Il estime que la technologie coûteuse maintient des températures légèrement supérieures à -25 °C et a probablement sauvé de nombreux plants de dommages permanents qui auraient nécessité de les arracher et de les replanter.

« Cela aurait pu être bien pire », a-t-il dit.

PHOTO NICK IWANYSHYN, LA PRESSE CANADIENNE

Bill Redelmeier

Certains producteurs, quant à eux, sont confrontés à des défis géographiques pour les technologies disponibles.

Ed Madronich, de Flat Rock Cellars à Jordan Station, en Ontario, à l’ouest de St. Catharines, a également constaté des dommages aux cultures lors du froid extrême de l’an dernier. Il envisage d’investir dans des géotextiles, parce que les éoliennes ne sont pas une option efficace dans son vignoble en raison du terrain en pente.

« Le changement climatique a certainement un impact, et cela coûte plus cher aux agriculteurs pour pouvoir atténuer les défis que le changement climatique nous impose », a déclaré M. Madronich par téléphone.

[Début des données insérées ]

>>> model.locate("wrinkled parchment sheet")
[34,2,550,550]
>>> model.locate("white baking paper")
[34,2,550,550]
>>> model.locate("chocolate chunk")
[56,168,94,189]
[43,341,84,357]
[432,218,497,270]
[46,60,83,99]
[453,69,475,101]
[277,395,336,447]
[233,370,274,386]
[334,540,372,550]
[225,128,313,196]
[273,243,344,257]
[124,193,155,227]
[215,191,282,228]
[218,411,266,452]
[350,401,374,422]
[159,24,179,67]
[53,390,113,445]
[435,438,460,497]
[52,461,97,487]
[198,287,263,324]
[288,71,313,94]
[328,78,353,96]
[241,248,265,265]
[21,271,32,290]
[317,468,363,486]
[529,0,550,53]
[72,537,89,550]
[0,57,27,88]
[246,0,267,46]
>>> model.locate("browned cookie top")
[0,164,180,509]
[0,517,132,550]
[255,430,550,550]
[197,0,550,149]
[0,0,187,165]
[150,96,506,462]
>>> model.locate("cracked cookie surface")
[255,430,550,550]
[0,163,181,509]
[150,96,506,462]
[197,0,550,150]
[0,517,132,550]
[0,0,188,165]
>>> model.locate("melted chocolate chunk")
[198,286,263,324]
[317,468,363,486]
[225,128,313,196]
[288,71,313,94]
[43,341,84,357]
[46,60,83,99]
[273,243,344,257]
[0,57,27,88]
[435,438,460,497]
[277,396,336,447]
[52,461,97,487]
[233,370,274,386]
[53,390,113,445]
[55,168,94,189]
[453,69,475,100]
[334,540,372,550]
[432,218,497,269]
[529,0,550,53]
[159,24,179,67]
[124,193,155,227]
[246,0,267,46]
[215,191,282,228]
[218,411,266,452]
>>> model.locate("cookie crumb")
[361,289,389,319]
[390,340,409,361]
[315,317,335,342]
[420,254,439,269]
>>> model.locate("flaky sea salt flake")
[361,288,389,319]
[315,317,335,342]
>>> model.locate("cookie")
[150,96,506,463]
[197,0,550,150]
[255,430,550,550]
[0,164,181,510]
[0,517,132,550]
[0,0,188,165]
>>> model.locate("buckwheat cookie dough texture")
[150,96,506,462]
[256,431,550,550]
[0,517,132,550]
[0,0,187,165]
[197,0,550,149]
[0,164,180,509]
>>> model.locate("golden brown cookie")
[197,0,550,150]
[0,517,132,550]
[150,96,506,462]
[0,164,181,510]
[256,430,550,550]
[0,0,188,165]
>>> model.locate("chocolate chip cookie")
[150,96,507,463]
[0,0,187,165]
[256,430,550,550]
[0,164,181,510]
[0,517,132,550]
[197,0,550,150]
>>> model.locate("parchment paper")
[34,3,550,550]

Le Cool Climate Oenology and Viticulture Institute de l’Université Brock, où M. Willwerth et d’autres experts mènent des recherches pertinentes pour l’industrie vinicole canadienne, a étudié l’impact économique des conditions météorologiques extrêmes sur les établissements vinicoles de l’Ontario. Une étude de 2014 a mené un scénario selon lequel la perte de vigne due à un épisode de froid entraînerait des pertes de 55,7 millions pour les viticulteurs sur cinq ans, y compris la perte de ventes et le coût de renouvellement et de remplacement des vignes.